What I didn't realize (maybe I should have finished the book) was there was all this stuff that happened beforehand. In my early 40s my brain started to short circuit. I'd be talking to my kids and mid-sentence I'd blankly look at them and ask, "What?" They'd look at me funny. "I don't know, Mom...what?" I'd respond, "I dunno. What were you saying?" They learned this was the new normal for their mother and would just roll their eyes.

I also started to get words and phrases mixed up. Like instead of "pass the salt, please" I'd say, "pass me my shirt please." And, I couldn't seem to hang onto people's names.  I worried I'd forget my own name.

I requested prayer at a women's Bible study. I was pretty sure I was going into early onset of Alzheimer's. My friend, Deb, told me it was perimenopause. She said symptoms could start 10 years before you actually were menopausal--loss of memory, insomnia, depression. Goody. But at least there was a reason I couldn't remember things. I mistakenly thought it was a temporary condition and I'd get my memory back after I went through menopause.  Not true. It just meant that the memory was gone for good.

Two years ago strange stuff started happening with my plumbing. I'll spare you the details.
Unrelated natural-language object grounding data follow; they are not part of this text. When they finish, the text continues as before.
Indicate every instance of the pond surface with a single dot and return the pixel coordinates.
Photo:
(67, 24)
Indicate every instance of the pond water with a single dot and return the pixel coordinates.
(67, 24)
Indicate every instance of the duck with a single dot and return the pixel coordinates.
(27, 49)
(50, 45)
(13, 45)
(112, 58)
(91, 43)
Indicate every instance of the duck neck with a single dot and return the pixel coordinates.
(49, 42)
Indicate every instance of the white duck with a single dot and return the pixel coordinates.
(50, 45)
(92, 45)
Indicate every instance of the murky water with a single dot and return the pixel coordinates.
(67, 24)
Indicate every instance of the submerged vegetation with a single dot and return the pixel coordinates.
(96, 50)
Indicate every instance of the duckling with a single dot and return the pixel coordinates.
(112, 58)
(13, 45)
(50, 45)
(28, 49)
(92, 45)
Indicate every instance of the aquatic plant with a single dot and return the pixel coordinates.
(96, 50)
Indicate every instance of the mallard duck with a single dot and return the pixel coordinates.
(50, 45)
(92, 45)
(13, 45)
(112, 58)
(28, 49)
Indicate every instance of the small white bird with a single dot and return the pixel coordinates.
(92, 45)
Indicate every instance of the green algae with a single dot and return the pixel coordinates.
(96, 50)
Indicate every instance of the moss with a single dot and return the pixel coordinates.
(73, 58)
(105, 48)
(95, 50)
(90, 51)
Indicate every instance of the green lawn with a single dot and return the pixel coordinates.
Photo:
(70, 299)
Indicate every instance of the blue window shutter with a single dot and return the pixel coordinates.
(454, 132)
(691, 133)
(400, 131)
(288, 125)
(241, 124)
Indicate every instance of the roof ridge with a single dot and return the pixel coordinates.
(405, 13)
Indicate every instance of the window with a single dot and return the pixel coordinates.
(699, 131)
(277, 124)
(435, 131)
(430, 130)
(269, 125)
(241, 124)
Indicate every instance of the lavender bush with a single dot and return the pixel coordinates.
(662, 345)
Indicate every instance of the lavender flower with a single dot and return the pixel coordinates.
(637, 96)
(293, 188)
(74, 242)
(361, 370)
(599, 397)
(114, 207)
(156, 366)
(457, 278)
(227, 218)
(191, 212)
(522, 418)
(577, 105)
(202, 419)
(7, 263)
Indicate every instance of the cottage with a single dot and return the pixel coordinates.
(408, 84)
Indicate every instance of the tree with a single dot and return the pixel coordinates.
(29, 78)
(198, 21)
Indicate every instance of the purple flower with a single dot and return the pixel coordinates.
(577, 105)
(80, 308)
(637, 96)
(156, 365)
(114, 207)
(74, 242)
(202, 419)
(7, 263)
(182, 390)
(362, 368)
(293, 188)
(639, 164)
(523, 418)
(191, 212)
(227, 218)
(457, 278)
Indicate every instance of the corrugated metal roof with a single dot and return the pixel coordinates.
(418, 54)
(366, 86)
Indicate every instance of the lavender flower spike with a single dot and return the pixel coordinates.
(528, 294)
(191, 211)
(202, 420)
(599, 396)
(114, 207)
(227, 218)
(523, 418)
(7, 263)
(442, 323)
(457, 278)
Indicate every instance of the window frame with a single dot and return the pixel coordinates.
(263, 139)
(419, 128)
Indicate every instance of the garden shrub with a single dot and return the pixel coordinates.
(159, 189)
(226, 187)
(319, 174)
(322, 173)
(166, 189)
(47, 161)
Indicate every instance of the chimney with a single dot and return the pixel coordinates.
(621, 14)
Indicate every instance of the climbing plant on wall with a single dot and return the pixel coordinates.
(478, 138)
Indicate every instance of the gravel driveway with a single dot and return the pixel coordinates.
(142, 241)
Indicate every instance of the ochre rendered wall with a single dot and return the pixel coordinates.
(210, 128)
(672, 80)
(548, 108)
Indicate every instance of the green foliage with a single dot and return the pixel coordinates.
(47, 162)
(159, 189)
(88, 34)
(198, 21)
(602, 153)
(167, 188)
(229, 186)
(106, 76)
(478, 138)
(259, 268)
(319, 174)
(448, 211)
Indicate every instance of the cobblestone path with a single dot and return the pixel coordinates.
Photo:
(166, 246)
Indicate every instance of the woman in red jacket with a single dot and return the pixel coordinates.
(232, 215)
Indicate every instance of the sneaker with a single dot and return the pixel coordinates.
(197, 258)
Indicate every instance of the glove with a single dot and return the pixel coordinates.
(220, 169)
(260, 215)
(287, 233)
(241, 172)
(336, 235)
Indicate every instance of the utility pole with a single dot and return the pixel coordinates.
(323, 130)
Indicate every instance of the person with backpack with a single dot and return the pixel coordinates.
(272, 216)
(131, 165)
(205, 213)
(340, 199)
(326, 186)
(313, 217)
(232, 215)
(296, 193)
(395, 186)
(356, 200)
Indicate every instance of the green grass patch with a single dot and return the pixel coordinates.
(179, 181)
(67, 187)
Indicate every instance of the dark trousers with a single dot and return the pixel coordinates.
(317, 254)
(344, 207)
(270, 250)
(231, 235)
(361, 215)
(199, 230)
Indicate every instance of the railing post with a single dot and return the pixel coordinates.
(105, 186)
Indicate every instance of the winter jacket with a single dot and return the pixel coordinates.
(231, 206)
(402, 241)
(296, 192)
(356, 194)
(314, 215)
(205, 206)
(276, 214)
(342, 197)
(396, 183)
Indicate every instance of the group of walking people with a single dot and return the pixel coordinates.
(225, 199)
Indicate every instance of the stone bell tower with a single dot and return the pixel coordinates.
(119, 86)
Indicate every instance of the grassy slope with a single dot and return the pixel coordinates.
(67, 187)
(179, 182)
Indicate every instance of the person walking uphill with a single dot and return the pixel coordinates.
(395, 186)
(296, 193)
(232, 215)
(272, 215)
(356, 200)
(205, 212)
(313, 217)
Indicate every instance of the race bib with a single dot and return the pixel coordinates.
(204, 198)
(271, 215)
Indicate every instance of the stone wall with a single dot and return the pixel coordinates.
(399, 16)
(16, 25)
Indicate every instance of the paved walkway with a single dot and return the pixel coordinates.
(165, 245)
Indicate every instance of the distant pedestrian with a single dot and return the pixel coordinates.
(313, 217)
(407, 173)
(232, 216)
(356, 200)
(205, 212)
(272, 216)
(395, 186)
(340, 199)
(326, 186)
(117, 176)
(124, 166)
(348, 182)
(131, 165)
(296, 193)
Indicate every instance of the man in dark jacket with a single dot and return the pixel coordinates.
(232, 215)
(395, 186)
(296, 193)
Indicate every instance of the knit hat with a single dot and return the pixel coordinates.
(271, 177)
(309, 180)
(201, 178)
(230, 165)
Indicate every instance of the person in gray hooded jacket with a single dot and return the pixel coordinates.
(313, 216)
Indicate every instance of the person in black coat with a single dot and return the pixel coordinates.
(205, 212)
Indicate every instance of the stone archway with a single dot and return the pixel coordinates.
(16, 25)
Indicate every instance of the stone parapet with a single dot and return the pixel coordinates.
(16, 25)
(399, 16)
The gynecologist told me my problem could be fixed with with ablation, but I had to be sure I didn't want to have more babies. Pregnancy would be out of the question. Huh? Really? That hadn't been in the plan.

I asked what the procedure involved. She said the inside of my uterus would be cauterized. You mean you're going to fry my uterus and then leave it inside of me...like an old, dried-up piece of bacon? That's just wrong. If you're going to do that, just take it out for Pete's sake.

She said a hysterectomy wasn't necessary. She'd put in an IUD instead. I wouldn't have any periods for five years and by then I'd have already gone through menopause. Cool. But I also felt somewhat sad. I went home and told my husband that we really were done having babies. He was fixed 15 years ago,  I was getting an IUD, plus I had a rotten, old uterus.

Since then, it's been good. The flashes haven't started. The memory loss is still there, but I don't think it's gotten any worse (I don't remember). I may never really know when the magic ends and I enter into the misty woods. But if I get lost, come find me.